Remember back in the regression tables? We are testing against the hypothesis that no relationship exists
-- that x has no influence on y. For each explanatory (independent) variable, we have a beta coefficient
(or parameter) that is an estimate of the influence that variable on the dependent variable. Reported
alongside the parameter is the standard error. Now consider for a moment a situation where the parameter
estimate is 5 and the standard error is 3. So, for a 95% level of confidence in the relationship, we have: 5
+/– (2*3) = 5 +/- 6. Therefore the true population parameter (which is an estimate of the influence of x
on y) is somewhere between -1 and 11. This includes 0. Zero is a parameter that indicates that x has no
influence on y. When the parameter is 0, there is no relationship between x and y. Our confidence
interval ranges from -1 to 11, so we cannot confirm that the true population parameter is not 0. We
cannot reject the null hypothesis of no relationship, and we cannot confirm our hypothesis (the alternative
hypothesis). In sum, when you are looking at the parameter estimates and standard errors in a regression
model, and twice a standard error is larger than the parameter estimate itself, the probability of no
relationship is high (p-value is greater than 0.05).
Ok, now let’s tackle the margin of error. Some of you that look at a lot of public opinion polls may
already be quite familiar with it. Sampling error, or the margin of error, is random error that occurs when
we sample from a population. Remember, the law of large numbers tells us that the larger our sample, the
closer we are to sampling the entire population, and the closer our sample parameters will be to the true
population parameters. So, the larger the sample, the smaller the margin of error.
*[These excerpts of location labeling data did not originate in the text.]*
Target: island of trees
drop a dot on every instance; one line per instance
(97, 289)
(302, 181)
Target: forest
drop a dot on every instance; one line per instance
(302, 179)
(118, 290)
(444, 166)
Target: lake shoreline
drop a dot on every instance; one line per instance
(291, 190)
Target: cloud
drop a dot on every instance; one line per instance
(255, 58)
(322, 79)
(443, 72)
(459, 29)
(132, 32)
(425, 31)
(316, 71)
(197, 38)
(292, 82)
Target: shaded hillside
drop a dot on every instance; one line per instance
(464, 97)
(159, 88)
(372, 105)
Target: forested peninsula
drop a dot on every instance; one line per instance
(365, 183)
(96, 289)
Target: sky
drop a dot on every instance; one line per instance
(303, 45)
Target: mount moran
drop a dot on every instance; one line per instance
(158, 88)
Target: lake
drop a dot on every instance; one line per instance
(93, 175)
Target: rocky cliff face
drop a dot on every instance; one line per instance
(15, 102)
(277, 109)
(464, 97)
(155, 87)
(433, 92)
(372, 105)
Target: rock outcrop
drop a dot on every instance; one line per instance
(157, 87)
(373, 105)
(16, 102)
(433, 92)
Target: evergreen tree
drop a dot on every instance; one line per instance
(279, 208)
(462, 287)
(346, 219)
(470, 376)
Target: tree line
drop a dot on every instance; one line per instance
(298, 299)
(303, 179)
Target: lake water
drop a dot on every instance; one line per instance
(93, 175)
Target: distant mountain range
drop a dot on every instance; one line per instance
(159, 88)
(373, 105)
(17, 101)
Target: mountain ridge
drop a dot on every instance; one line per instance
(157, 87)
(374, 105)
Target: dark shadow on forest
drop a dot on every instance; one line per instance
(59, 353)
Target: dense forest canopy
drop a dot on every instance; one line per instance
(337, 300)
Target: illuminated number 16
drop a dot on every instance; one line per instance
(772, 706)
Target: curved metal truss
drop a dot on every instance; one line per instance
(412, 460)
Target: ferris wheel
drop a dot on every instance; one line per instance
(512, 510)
Margin of error is extremely relevant for surveys because it tells us how close a sample parameter is to
the true population parameter. For example, if we have a survey question that asks whether people agree
or disagree with some public policy (so a dummy measurement with only agree and disagree as the
choices). We find that 53% of people agree with the policy. This seems like it might be a majority, right?
But we cannot say that until we look at the margin of error. We use the equation and find that because the
sample size was so small (500 people), the margin of error is about 4.4%. This means that the percentage
of people in the population that agree with the policy ranges between 48.6% and 57.6%. That means we
cannot actually say that there is majority agreement (because the range of possible values does not remain
above 50%).
With that, I am concluding the video on sampling.